確保した DMA Buffer の物理アドレスが 0x0000_0010_3260_0000 になっています。つまり『MPFS-DISCO-KIT 向け Ubuntu 22.04 のメモリマップ』 で説明したメモリ領域の ddr_cached_high: memory@1022000000(MSS アドレス空間上のアドレスは DDR-Cached High) に DMA Buffer が確保されたことを意味しています。

udmabuf-soc-high

udmabuf-fabric-high は /soc の配下に作ります。
その際に dma-mask プロパティに 40 を設定して、物理アドレスが 32bit以上でも可能になるようにします。なお /soc には『MPFS-DISCO-KIT 向け Ubuntu 22.04 のメモリマップ』 で説明したとおり dma-ranges で DMA Buffer を確保する物理アドレスが 0x14_0000_0000 以上になるように指定されているため、dma-mask をこの 40 未満にした場合、DMA Buffer の確保に失敗します。
具体的には次のような Device Tree を用意します。

udmabuf-soc-high.dts
/dts-v1/; /plugin/;

/ {
	fragment@0 {
		target-path = "/soc";
		#address-cells = <2>;
		#size-cells = <2>;

		__overlay__ {
			#address-cells = <2>;
			#size-cells = <2>;
			udmabuf-soc-high {
				compatible = "ikwzm,u-dma-buf";
				device-name = "udmabuf-soc-high";
				size = <0x200000>;
				dma-mask = <40>;
				dma-noncoherent;
			};
		};
	};
};

この Device Tree をオーバレイします。

shell$ dtc -I dts -O dtb -o udmabuf-soc-high.dtb udmabuf-soc-high.dts
shell$ sudo mkdir /config/device-tree/overlays/udmabuf-soc-high
shell$ sudo cp udmabuf-soc-high.dtb /config/device-tree/overlays/udmabuf-soc-high/dtbo
shell$ dmesg | tail -6
[ 3945.367440] u-dma-buf udmabuf-soc-high: driver version = 5.0.3
[ 3945.367485] u-dma-buf udmabuf-soc-high: major number   = 244
[ 3945.367506] u-dma-buf udmabuf-soc-high: minor number   = 0
[ 3945.367527] u-dma-buf udmabuf-soc-high: phys address   = 0x0000001412200000
[ 3945.367549] u-dma-buf udmabuf-soc-high: buffer size    = 2097152
[ 3945.367572] u-dma-buf soc:udmabuf-soc-high: driver installed.

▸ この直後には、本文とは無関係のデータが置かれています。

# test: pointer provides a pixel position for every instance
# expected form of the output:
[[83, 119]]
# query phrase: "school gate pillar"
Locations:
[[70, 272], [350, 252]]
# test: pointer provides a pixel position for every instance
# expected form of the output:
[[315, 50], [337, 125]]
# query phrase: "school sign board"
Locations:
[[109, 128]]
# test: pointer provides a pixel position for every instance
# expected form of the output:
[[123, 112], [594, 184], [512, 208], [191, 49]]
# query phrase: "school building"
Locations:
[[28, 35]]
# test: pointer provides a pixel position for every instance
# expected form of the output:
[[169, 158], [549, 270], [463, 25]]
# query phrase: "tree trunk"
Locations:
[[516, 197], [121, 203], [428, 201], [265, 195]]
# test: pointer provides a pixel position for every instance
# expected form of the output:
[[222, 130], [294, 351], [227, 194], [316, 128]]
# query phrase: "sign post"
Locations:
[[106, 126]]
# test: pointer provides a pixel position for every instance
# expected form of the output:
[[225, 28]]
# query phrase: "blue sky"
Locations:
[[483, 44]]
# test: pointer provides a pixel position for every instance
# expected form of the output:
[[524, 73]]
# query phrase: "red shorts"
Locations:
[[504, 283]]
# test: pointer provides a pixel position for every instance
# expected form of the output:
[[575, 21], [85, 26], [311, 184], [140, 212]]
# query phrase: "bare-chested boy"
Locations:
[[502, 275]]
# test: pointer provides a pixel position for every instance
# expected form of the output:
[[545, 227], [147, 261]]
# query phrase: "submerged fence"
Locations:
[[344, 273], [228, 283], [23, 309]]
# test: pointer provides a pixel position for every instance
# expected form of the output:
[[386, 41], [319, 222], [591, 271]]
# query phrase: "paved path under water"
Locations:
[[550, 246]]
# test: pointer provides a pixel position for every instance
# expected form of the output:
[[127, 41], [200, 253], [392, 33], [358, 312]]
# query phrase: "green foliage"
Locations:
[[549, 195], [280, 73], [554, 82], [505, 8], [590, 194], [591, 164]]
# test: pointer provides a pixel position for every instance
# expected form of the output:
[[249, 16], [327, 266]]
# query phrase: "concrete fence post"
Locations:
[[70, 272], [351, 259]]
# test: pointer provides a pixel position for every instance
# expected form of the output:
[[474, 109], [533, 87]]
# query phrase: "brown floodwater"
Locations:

確保した DMA Buffer の物理アドレスが 0x0000_0014_1220_0000 になっています。つまり『MPFS-DISCO-KIT 向け Ubuntu 22.04 のメモリマップ』 で説明したメモリ領域の ddr_non_cached_high: memory@1412000000 に DMA Buffer が確保されたことを意味しています。

udmabuf-ddr-c0

udmabuf-ddr-c0 は reserved-memory の fabricbuf0ddrc に DMA Buffer を確保します。
なお fabricbuf0ddrc は『MPFS-DISCO-KIT 向け Ubuntu 22.04 のメモリマップ』 で説明したとおり ddr_non_cached_low に予約されたメモリ領域ですが MSS アドレス空間上のアドレスは DDR-Cached Low にあります。
具体的には次のような Device Tree を用意します。

udmabuf-ddr-c0.dts
/dts-v1/; /plugin/;

/ {
	fragment@0 {
		target-path = "/fabric-bus@40000000";
		#address-cells = <2>;
		#size-cells = <2>;

		__overlay__ {
			#address-cells = <2>;
			#size-cells = <2>;
			udmabuf-ddr-c0 {
				compatible = "ikwzm,u-dma-buf";
				device-name = "udmabuf-ddr-c0";
				memory-region = <&fabricbuf0ddrc>;
				size = <0x2000000>;
			};
		};
	};
};

この Device Tree をオーバレイします。

shell$ dtc -I dts -O dtb -o udmabuf-ddr-c0.dtb udmabuf-ddr-c0.dts
shell$ sudo mkdir /config/device-tree/overlays/udmabuf-ddr-c0
shell$ sudo cp udmabuf-ddr-c0.dtb /config/device-tree/overlays/udmabuf-ddr-c0/dtbo
shell$ dmesg | tail -6
[ 4939.448074] u-dma-buf udmabuf-ddr-c0: driver version = 5.0.3
[ 4939.448127] u-dma-buf udmabuf-ddr-c0: major number   = 244
[ 4939.448149] u-dma-buf udmabuf-ddr-c0: minor number   = 0
[ 4939.448168] u-dma-buf udmabuf-ddr-c0: phys address   = 0x0000000088000000
[ 4939.448192] u-dma-buf udmabuf-ddr-c0: buffer size    = 33554432
[ 4939.448216] u-dma-buf fabric-bus@40000000:udmabuf-ddr-c0: driver installed.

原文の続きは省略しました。